Current test, switching to "Volumes" took 7 secs loading http://control1/project/volumes/. Switching back to "Instances" took 14.5 secs for http://control1/project/instances/. Here is the output from /var/log/apache2/openstack-dashboard-access_log, we added the duration to the log file.

---cut here---
[01/Jun/2016:09:50:13 +0200] "GET /project/volumes/ HTTP/1.1" 200 42683 "http://control1/project/instances/" "Mozilla/5.0 (X11; Linux x86_64; rv:46.0) Gecko/20100101 Firefox/46.0" Duration 6905 ms
[01/Jun/2016:09:50:20 +0200] "GET /static/dashboard/css/b66201fdb62c.css HTTP/1.1" 200 856329 "http://control1/project/volumes/" "Mozilla/5.0 (X11; Linux x86_64; rv:46.0) Gecko/20100101 Firefox/46.0" Duration 25 ms
[01/Jun/2016:09:50:20 +0200] "GET /static/dashboard/js/63c5c82dd695.js HTTP/1.1" 200 1194379 "http://control1/project/volumes/" "Mozilla/5.0 (X11; Linux x86_64; rv:46.0) Gecko/20100101 Firefox/46.0" Duration 270 ms
[01/Jun/2016:09:50:20 +0200] "GET /i18n/js/horizon+openstack_dashboard/ HTTP/1.1" 200 60400 "http://control1/project/volumes/" "Mozilla/5.0 (X11; Linux x86_64; rv:46.0) Gecko/20100101 Firefox/46.0" Duration 1622 ms
[01/Jun/2016:09:50:38 +0200] "GET /project/instances/ HTTP/1.1" 200 43547 "http://control1/project/volumes/" "Mozilla/5.0 (X11; Linux x86_64; rv:46.0) Gecko/20100101 Firefox/46.0" Duration 14576 ms
[01/Jun/2016:09:50:53 +0200] "GET /static/dashboard/css/b66201fdb62c.css HTTP/1.1" 200 856329 "http://control1/project/instances/" "Mozilla/5.0 (X11; Linux x86_64; rv:46.0) Gecko/20100101 Firefox/46.0" Duration 22 ms
[01/Jun/2016:09:50:53 +0200] "GET /static/dashboard/js/63c5c82dd695.js HTTP/1.1" 200 1194379 "http://control1/project/instances/" "Mozilla/5.0 (X11; Linux x86_64; rv:46.0) Gecko/20100101 Firefox/46.0" Duration 32 ms
[01/Jun/2016:09:50:53 +0200] "GET /i18n/js/horizon+openstack_dashboard/ HTTP/1.1" 200 60400 "http://control1/project/instances/" "Mozilla/5.0 (X11; Linux x86_64; rv:46.0) Gecko/20100101 Firefox/46.0" Duration 46 ms
---cut here---

We did not see this with previous releases, we used Liberty before and upgraded to Mitaka.
Just for reference, we're running the following version of Horizon:

--- cut here ---
control1:/etc/apache2/conf.d # rpm -qi openstack-dashboard-9.0.1~a0~dev12-2.1.noarch
Name : openstack-dashboard
Version : 9.0.1~a0~dev12
Release : 2.1
Architecture: noarch
Install Date: Tue May 10 12:39:04 2016
Group : Development/Languages/Python
Size : 51400386
License : Apache-2.0
Signature : RSA/SHA256, Mon May 9 11:07:15 2016, Key ID 893a90dad85f9316
Source RPM : openstack-dashboard-9.0.1~a0~dev12-2.1.src.rpm
Build Date : Mon May 9 11:06:31 2016
Build Host : build81
Relocations : (not relocatable)
Vendor : obs://build.opensuse.org/Cloud:OpenStack
URL : http://wiki.openstack.org/OpenStackDashboard
--- cut here ---

Rob Cresswell (robcresswell) wrote :

Do you have any logs indicating how long the service requests etc are taking?
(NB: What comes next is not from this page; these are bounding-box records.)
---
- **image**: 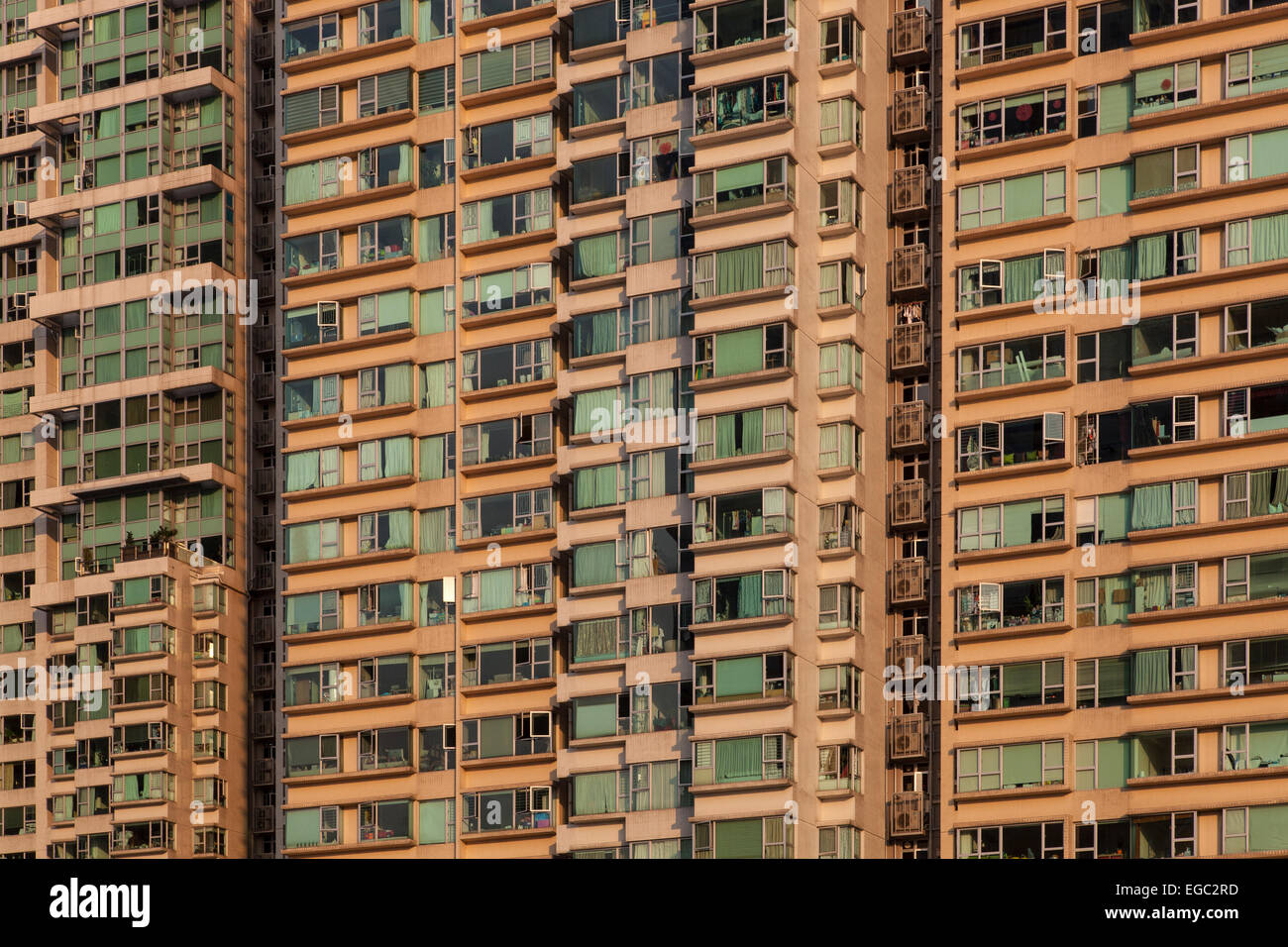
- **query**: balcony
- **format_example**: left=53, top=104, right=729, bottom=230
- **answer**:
left=250, top=30, right=274, bottom=61
left=252, top=805, right=273, bottom=832
left=890, top=164, right=930, bottom=220
left=252, top=515, right=277, bottom=545
left=886, top=792, right=930, bottom=839
left=250, top=710, right=277, bottom=740
left=250, top=372, right=277, bottom=401
left=890, top=7, right=931, bottom=65
left=250, top=760, right=274, bottom=786
left=890, top=401, right=930, bottom=451
left=250, top=562, right=277, bottom=591
left=252, top=468, right=277, bottom=496
left=890, top=556, right=930, bottom=605
left=250, top=129, right=277, bottom=158
left=250, top=224, right=277, bottom=254
left=890, top=85, right=930, bottom=142
left=890, top=479, right=930, bottom=530
left=252, top=269, right=277, bottom=300
left=252, top=421, right=277, bottom=450
left=250, top=614, right=273, bottom=644
left=890, top=244, right=930, bottom=296
left=890, top=320, right=930, bottom=374
left=886, top=635, right=930, bottom=674
left=888, top=714, right=930, bottom=760
left=250, top=78, right=273, bottom=112
left=253, top=178, right=273, bottom=206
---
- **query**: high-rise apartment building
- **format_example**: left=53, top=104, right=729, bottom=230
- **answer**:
left=0, top=0, right=253, bottom=858
left=937, top=0, right=1288, bottom=858
left=0, top=0, right=1288, bottom=858
left=277, top=0, right=935, bottom=858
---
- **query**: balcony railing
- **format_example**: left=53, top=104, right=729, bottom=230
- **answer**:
left=890, top=85, right=930, bottom=138
left=890, top=401, right=930, bottom=451
left=886, top=792, right=930, bottom=839
left=886, top=635, right=930, bottom=674
left=890, top=164, right=930, bottom=217
left=890, top=480, right=930, bottom=530
left=890, top=244, right=930, bottom=294
left=890, top=556, right=930, bottom=605
left=890, top=7, right=930, bottom=63
left=890, top=320, right=927, bottom=372
left=889, top=714, right=930, bottom=760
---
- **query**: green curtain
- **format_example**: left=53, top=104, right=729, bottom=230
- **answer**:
left=1096, top=244, right=1132, bottom=299
left=730, top=408, right=765, bottom=455
left=572, top=540, right=617, bottom=586
left=380, top=365, right=411, bottom=404
left=728, top=573, right=764, bottom=618
left=572, top=773, right=617, bottom=815
left=480, top=716, right=514, bottom=759
left=1002, top=171, right=1043, bottom=222
left=1096, top=737, right=1130, bottom=789
left=420, top=506, right=452, bottom=553
left=572, top=617, right=617, bottom=663
left=1130, top=648, right=1172, bottom=694
left=286, top=451, right=319, bottom=492
left=572, top=693, right=617, bottom=740
left=286, top=809, right=322, bottom=848
left=1002, top=254, right=1042, bottom=303
left=1130, top=483, right=1172, bottom=530
left=286, top=161, right=321, bottom=204
left=1252, top=212, right=1288, bottom=263
left=1096, top=78, right=1132, bottom=136
left=1248, top=720, right=1288, bottom=767
left=711, top=818, right=764, bottom=858
left=716, top=244, right=764, bottom=295
left=572, top=232, right=618, bottom=279
left=716, top=659, right=764, bottom=699
left=1002, top=743, right=1042, bottom=789
left=419, top=798, right=452, bottom=845
left=420, top=287, right=455, bottom=335
left=1248, top=804, right=1288, bottom=852
left=715, top=737, right=761, bottom=783
left=715, top=326, right=765, bottom=377
left=420, top=434, right=447, bottom=480
left=572, top=388, right=625, bottom=434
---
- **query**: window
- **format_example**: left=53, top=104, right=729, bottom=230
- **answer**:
left=956, top=740, right=1064, bottom=792
left=954, top=659, right=1065, bottom=712
left=1225, top=41, right=1288, bottom=98
left=957, top=411, right=1065, bottom=473
left=1221, top=553, right=1288, bottom=601
left=693, top=0, right=796, bottom=53
left=818, top=95, right=863, bottom=149
left=956, top=822, right=1064, bottom=858
left=461, top=188, right=553, bottom=244
left=1078, top=0, right=1133, bottom=55
left=957, top=333, right=1081, bottom=391
left=957, top=578, right=1066, bottom=633
left=693, top=72, right=796, bottom=136
left=957, top=168, right=1065, bottom=231
left=957, top=5, right=1068, bottom=69
left=461, top=38, right=554, bottom=95
left=693, top=570, right=795, bottom=624
left=957, top=85, right=1068, bottom=151
left=1132, top=59, right=1199, bottom=115
left=957, top=496, right=1065, bottom=553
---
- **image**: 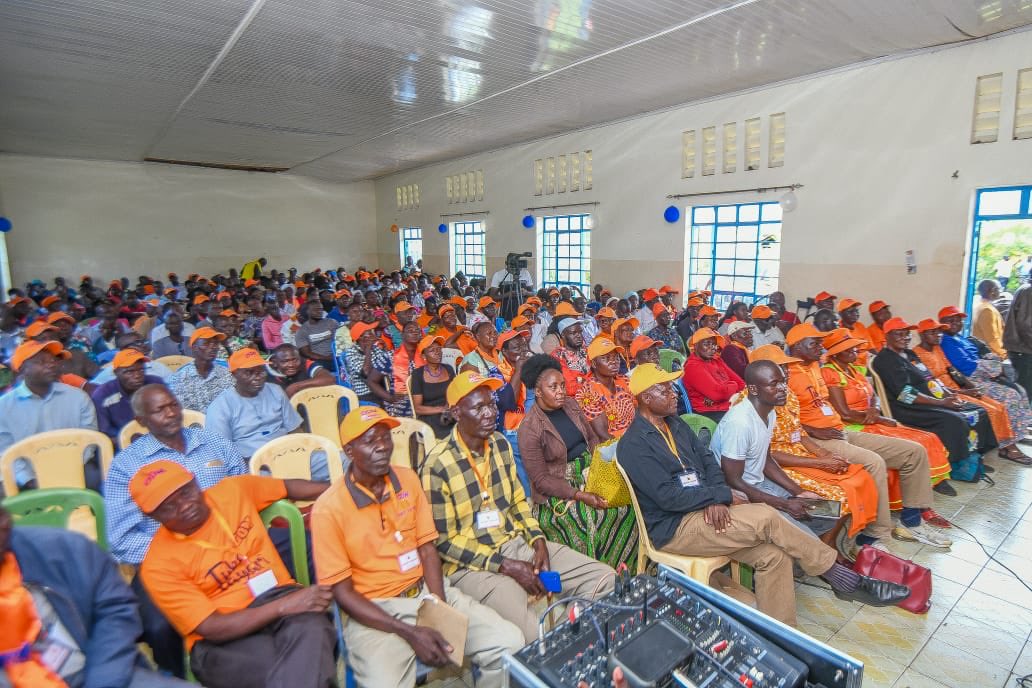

Its going to be fairly difficult for us to narrow down the cause otherwise, if we are just told that a page load takes some time, as there is obviously a lot that occurs within that page.

Changed in horizon:
status: New → Incomplete
eblock@nde.ag (eblock) wrote :

Of course, I just had to reproduce it as I already had made changes to the debug settings etc. Please find attached the openstack-dashboard-error_log from control node. The excerpt is from switching from volumes to instances view.

eblock@nde.ag (eblock) wrote :

Just another comment: I think the relevant pid is [pid 3887], I simply attached the whole debug output for reference.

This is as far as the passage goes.